志の人々

上甲 晃/ 2001年1月10日/ デイリーメッセージ/

バングラデシュから、今朝、帰国した。毎年1回、世界でも一番貧しい国の一つであるバングラデシュの訪問を始めて、今回で5年になる。私たち夫婦は5回目の訪問になる。今回のツアーには、18人が参加した。私たち夫婦のほかにも、5回目、4回目、2回目の参加者がいた。「癖になる」と言うと表現が不適切かもしれないが、なぜか捨てておけない気持ちにさせられてしまう国である。

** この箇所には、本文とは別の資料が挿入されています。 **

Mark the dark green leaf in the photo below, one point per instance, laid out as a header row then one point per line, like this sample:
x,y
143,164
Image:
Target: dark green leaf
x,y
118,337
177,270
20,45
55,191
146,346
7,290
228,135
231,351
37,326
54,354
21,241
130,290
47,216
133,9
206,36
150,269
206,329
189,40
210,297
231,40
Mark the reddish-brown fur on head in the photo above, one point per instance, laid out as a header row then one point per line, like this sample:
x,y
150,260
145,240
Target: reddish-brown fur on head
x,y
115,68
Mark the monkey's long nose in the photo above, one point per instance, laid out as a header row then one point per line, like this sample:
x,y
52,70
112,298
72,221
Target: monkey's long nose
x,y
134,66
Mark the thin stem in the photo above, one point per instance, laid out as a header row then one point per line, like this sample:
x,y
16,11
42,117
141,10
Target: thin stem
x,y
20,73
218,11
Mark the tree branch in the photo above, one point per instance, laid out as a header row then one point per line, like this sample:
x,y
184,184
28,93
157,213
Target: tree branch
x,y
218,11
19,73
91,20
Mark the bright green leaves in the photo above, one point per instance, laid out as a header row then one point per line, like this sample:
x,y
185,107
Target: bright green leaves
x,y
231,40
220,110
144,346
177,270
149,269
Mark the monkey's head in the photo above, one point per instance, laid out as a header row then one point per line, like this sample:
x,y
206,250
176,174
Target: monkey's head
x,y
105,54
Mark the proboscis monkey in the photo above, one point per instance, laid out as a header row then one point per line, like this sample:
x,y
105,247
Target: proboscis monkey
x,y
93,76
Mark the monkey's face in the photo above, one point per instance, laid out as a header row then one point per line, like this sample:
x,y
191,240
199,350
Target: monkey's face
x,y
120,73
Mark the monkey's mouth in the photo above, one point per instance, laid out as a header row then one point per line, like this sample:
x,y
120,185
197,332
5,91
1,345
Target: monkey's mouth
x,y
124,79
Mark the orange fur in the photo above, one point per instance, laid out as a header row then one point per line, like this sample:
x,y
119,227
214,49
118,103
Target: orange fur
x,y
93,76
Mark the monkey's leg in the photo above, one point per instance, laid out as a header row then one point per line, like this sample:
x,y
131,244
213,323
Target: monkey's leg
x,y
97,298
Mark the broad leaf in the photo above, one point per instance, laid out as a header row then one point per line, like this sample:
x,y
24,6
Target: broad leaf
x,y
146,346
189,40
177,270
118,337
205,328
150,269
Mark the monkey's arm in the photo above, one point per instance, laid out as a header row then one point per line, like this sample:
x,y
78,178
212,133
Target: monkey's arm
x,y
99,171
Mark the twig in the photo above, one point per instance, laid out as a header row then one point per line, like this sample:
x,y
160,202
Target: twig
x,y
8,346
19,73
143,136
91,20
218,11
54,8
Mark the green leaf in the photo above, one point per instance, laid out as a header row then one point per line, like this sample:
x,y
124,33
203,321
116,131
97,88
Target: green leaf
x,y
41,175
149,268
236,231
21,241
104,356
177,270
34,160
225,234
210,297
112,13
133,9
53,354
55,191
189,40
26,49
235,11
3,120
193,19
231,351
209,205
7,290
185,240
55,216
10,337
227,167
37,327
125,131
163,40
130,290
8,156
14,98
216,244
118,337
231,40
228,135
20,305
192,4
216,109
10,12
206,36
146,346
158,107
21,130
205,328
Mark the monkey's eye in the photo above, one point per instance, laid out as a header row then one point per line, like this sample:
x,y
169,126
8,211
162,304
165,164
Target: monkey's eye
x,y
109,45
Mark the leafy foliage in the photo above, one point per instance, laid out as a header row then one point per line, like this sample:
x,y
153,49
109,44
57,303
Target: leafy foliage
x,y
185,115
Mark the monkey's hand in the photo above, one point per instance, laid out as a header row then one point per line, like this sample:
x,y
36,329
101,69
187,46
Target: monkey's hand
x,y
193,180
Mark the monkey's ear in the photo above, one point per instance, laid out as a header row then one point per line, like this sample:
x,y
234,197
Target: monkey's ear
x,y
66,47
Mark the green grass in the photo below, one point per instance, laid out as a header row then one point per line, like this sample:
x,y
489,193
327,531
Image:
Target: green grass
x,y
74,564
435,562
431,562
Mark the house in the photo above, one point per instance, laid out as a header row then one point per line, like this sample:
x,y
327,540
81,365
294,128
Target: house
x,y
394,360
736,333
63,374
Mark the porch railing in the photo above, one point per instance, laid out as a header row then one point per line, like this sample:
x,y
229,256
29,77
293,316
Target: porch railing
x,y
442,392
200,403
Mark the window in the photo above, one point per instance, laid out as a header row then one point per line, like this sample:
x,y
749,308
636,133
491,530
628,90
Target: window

「癖になる」理由は、それだけはでない。飽食、贅沢にどっぷりと浸かってしまっている自分自身を見直す、最高の機会でもあるのだ。「心の贅肉を殺ぎ落とす」、そんな表現をした人がいた。まさに、言い得て妙である。バングラデシュの田舎では、水が飲めないし、電気もこない。湯水のごとくに、水や電気を使っている私たちには、不便この上ない。しかし、不便さに耐えることによって、精神の贅肉が殺ぎ落とされていくのを実感するのである。物を湯水のごとく使う快感もあるが、簡素で質素に暮らす快感もあるのだ。

今回の訪問で、最大の出来事の一つは、貧しい人のための銀行を創設した人に会えたことである。その銀行の名前は、グラミン銀行。創設者は元大学教授ユヌスさん。この銀行は、担保をもたない貧しい人にしかお金を貸さない。しかも、回収率が98%。この融資により、一千万の人が恩恵に浴している。担保を持つ金持ちを優遇する銀行の常識を完全に変えてしまったのである。

「銀行は自分の儲けのために仕事をするのではない。人々の役に立つために仕事をするのである」。その当たり前のことを、ユヌスさんは、成し遂げたのである」。世の中で、本当に困っているのは、貧しい人たちなのだ。本当にお金が必要なのは、貧しい人たちなのだ。
「お金のために人があるのではなく、人のためにお金がある」。ユヌスさんは、そんな当たり前を成し遂げたのである。

もちろん、ただいたずらに貸すだけでない。その融資により、貧しい人たちが経済的自立を図れるようにする。その仕組みは実に考え抜かれた見事なものであった。
貧しい国だからこそ、志が光るのである。志があるからこそ、困難を乗り越えていく勇気が生まれてくるのである。貧しさの中にあることを少しも嘆かず、貧しさの解決のために立ちあがる人の存在が、この国の大きな救いである。今回の訪問では、たくさんの志高い人たちしたに会えたことが、最大の成果であった。